For instance: management of the open abdomen.
It used to be, trauma surgeons would fix everything that was wrong with a trauma patient in one lengthy and taxing surgery, even if the patient was unstable and not doing well.
Now, survivability is higher for many patients if the surgeons focus on stopping the bleeding, getting rid of any contamination and letting the patients stabilize before bringing them back to the operating room for more definitive surgical repairs. Sometimes it makes sense to leave their wounds open during this process, usually 24 to 36 hours.
Up to 25 percent of trauma patients who undergo abdominal surgery should have their incisions left open while they are healing in the intensive care unit, says resident physician Matthew Sporn, MD. This allows for better control of their blood pressure, changing of packing, access to vascular shunts to help remove excess fluids, and a better ability for doctors to assess the bowel’s viability.
The group also talks about methods to control bleeding. “Damage control resuscitation” is the use of blood and plasma (the liquid part of the blood) to treat patients who are in danger of bleeding to death before they get to the hospital.

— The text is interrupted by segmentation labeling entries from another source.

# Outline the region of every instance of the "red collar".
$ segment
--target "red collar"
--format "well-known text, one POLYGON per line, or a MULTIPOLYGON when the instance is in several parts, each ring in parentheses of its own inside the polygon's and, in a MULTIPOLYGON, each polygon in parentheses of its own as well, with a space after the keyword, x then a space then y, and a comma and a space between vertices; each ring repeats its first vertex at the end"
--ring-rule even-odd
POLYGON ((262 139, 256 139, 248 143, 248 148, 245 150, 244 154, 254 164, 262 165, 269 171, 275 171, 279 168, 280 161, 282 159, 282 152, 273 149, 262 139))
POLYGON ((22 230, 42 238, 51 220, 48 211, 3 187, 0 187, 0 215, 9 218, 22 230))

Should paramedics carry plasma to trauma patients, as is done on battlefields?
Cooney acknowledges that “more rapid use of blood and blood products has been shown to reduce bleeding-related complications and mortality.” As knowledge evolves and new research is published, new protocols will need to be put into place, he explains.
He goes on to describe a modern way to stop life-threatening bleeding, once the patient arrives at the hospital. REBOA stands for resuscitative endovascular balloon occlusion of the aorta.
A vascular surgeon developed the procedure that involves inserting a catheter through an artery in the leg, threading it to the appropriate spot and inflating a balloon to stanch arterial bleeding.
Cooney says patients are alive today because of REBOA. He says the new procedure is much faster than the way surgeons used to stanch bleeding — by cutting into a patient’s chest to clamp the great vessel that comes from the heart — and another example of how the field of trauma care continues to grow.